Todos meus amigos, amores e familiares estão devidamente lacrados e cuidados num cemitério especial e dedicado a eles. Cada parte de seus corpos recebendo os devidos cuidados para que durem, quem sabe, por até um século. Não receberei, no entanto, tal tratamento.
Quem sabe isto seja o resto de honra que me resta. Não quero me sentir um covarde diante a morte.
Tentei inúmeras vezes me apegar a uma crença. Qualquer uma. Não saber o que se esperar depois de sua mente deixar de responder é algo horrível. Não saber o que realmente significa "SER" só acontece quando você tenta se perguntar o que é "NÃO SER".
Como "Não Ser"? Pois se pensa que é, já era. E se era, por que não é mais? Como pode não ser mais? E se não deixou de ser, como não pode se fazer presente? E se não for, de fato, de uma forma incrível, o que é o "Não Ser"?
Não há como pensar no "NADA". É assustador dizer que o NADA existe, pois ele é cheio de significado e, por ser assim, ele deixa de ser o que promete ser. Tentar pensar no nada é um ato que fracassa no exato momento em que se começa.
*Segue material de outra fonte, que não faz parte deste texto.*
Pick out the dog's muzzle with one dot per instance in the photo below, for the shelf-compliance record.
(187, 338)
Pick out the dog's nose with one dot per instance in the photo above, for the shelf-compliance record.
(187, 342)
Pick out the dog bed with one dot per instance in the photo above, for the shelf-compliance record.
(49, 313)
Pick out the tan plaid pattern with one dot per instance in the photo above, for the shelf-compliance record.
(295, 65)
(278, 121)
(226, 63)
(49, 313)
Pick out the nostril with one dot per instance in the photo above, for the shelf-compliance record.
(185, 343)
Mas não acreditar numa crença significa, no meu caso, acreditar na Morte. A Morte com seu sentido puro, magnífico, temível e sádico. A Morte como tornar algo existente em algo inexistente. A Morte como o Fim.
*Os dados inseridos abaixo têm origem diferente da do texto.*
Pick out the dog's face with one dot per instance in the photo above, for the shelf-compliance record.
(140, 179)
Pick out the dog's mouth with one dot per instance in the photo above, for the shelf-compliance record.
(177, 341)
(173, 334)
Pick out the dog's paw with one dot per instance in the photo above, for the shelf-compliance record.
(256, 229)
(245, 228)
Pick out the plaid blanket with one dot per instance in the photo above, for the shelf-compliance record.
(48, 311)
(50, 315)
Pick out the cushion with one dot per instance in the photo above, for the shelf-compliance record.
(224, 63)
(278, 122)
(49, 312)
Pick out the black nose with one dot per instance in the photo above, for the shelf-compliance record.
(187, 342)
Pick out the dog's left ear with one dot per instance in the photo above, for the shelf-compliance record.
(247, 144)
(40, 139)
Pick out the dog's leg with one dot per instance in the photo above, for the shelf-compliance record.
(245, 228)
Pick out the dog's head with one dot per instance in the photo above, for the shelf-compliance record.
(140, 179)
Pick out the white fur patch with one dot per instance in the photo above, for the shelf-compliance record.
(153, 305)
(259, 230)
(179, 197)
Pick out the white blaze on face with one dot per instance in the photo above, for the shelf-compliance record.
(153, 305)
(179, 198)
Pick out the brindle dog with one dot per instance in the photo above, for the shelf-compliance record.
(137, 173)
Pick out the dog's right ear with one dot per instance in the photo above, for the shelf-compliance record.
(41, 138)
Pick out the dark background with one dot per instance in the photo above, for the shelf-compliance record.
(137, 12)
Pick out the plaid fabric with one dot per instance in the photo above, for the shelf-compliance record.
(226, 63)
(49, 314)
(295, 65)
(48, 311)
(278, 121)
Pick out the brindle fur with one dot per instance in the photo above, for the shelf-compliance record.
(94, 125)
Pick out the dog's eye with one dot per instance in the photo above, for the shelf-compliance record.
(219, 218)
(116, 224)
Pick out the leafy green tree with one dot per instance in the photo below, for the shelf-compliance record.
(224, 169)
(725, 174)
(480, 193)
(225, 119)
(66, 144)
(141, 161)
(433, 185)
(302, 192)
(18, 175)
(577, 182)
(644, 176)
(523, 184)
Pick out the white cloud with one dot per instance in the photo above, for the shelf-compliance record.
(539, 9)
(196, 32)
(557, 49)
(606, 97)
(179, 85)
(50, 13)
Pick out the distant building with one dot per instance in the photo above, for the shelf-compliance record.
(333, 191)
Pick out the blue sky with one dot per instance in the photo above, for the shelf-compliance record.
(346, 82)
O ser humano é maldito por se sentir tão importante! É maldito por pensar e ter a consciência suficiente para formular lógicas e sentimentos sobre os instintos de sobreviver e fazer com que a espécie sobreviva. Tudo se transforma, não é? Mas se algo se transforma, ele deixa de ser o que era. Eu definitivamente não quero deixar de ser.
Feliz é aquele que consegue acreditar! Ah! Como é feliz! Como deve ser maravilhoso deitar em seu leito de morte e ter segurança ao se despedir da vida!
Eu gostaria muito que houvesse a pós vida! Mesmo que fosse para sofrer ou arder nas profundezas de um lugar horrível para onde vão as pessoas que não acreditavam em sua existência.
Porque... Afinal de contas... Eu quero poder dizer que existo.
E, se existe, não pode deixar de existir, pois existiu.
Não posso aceitar que o "NADA" seja a última resposta de minha última pergunta...
Ainda assim... Nada mais vem a mim...
Em breve não poderei dizer que existo, mas será esse o fim?
É ainda pior porque todos se foram! Todos os outros antes de mim. E quantos outros também não se foram assim? Quantos são lembrados? Quantos ainda existem, mesmo em memória?
Eu quero ser. Eu quero finalmente entender o que é "ser" para que possa finalmente entender o que é "deixar de ser".
É no momento em que menos temos tempo onde tudo parece ser eterno.
Saber que deixarei de existir...
Simplesmente...
Me faz questionar se um dia existi.
Eu acho que, quando descobrir, se descobrir, se é que vai sobrar algo de mim para descobrir... Essa é a única resposta que não poderei revelar para outro alguém. A última resposta não é serva de ninguém.